Fear is not a guiding light. It summons none of us to our best selves. Fear of the other is not a foreign or a domestic policy; whether the fear-mongering be from the U.S. president-elect or the Israeli prime minister, we as American Jews know this: either Jewish ethics are applicable in all circumstances, or they aren’t really ethics. The things we believe in will either strengthen us through this darkness, or they aren’t really beliefs. 

May our last words reflect a life of principle and of integrity. May we live our days, as best we can, as we want to be remembered – each and every one of them. And may we live them in a supportive community that allows us to deepen those beliefs until they will hold us through the worst of times.

hazak, hazak v’nithazek, let us be strong, be strong and strengthen each other

 

Shabbat VaYeshev: Return, O Light, and We will Return to You

This is as dark as it’s going to get. From here on out, the light of the sun returns to us, slowly, day by day.

Darkness settles on us human beings like an oppressive cloak. Like Jacob and his sons in our parashat hashavua, we might even lose our grip on what’s real, and what’s really important. The darkness of their jealousy causes his brothers to sell Joseph into slavery and allow his father to believe that he is dead. The darkness of his grief turns Jacob away from his remaining sons. Love leads to hurt, becomes betrayal, and mires a family in misery.

The wisdom of our ancient tradition does not tell us to avoid darkness – we’ve been around too long to believe in such a possibility. Rather, we are invited to note that the eye has both a dark part and a white part, and it is out of the dark part that we see. (R. Berekhiah b’Rabi, Midrash Tanhuma to Exodus, commenting on Psalm 18.29) Light blinds the eye; it is only in darkness that we are able to see light.

Joseph, cast into the darkness of an Egyptian dungeon, embodies this insight. It is not by betrayal and hate that he is able to climb up out of that darkness. When he is offered success in Egyptian terms, he consistently applies the ethical terms he learned from his own tradition to those opportunities.

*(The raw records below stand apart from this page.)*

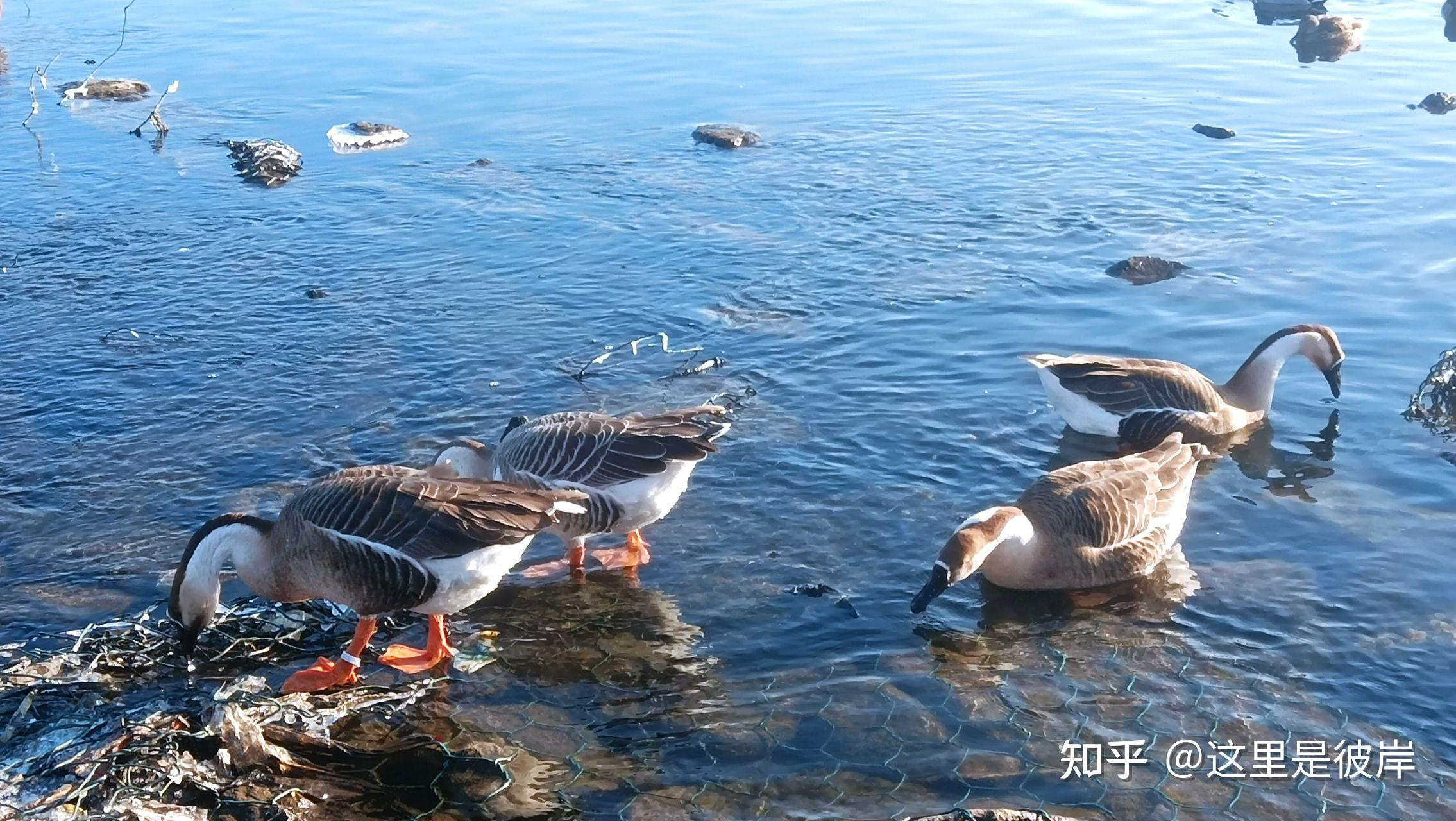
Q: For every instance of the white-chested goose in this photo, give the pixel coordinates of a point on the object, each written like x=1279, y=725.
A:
x=632, y=469
x=376, y=539
x=1088, y=525
x=1142, y=401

His steady honesty leads toward blessings he can see in the greater light that dawns for him and, ultimately, for all Egypt, as he is able to use his position to create public policy to forestall the worst effects of a multi-year famine.

Some of us have been cast down into our own dungeons of darkness, flirting with despair and with helplessness, in these dark days. It has been harder to remember to be gentle with those we love, and kind to those with whom we share our communities. It is not only personal grief that turns one inward and can lead to more hurt than necessary. It’s not easy to find the strength that Joseph had, to banish the darkness through steady connection to one’s ethics and honesty. 

How did Joseph manage it? What allowed him to see the light in the midst of the darkness that surrounded him? According to our tradition, it was because he never forgot the place from which he came and the people who came before him. He was able to see much more than light; because he remembered who he was and where he was from, he was able to see light’s Source.

We are taught that each of us is a reflection of G*d. That does not mean that we look, physically, like G*d. What we “see,” in the reflection that is each of us, is not carried on the wavelength of visible light. It is memory that communicates the resemblance between Creator and Creation. Memory is not a personal reverie; it is a collective, pulsing river of light, carrying the story of who we are, back and forth, all life long, creating us and forming G*d. Each individual’s memory illuminates a small part of the darkness that surrounds us.    

And so Hanukkah comes to remind us, just exactly at the right time, that darkness is nothing but an invitation to believe in our ability to kindle light, and to see in that light much more than the present reality it illuminates. Our Havdalah candle tomorrow evening leads directly to the kindling of the first light of the Hanukkiyah, as if already to encourage us to see how the spark becomes a bigger flame when we remember all the Hanukkah holidays that have come before, and all those who kindled light before us.

This, we pray, is as dark as it’s going to get. From here on out, may light of our own kindling return to us, slowly, day by day.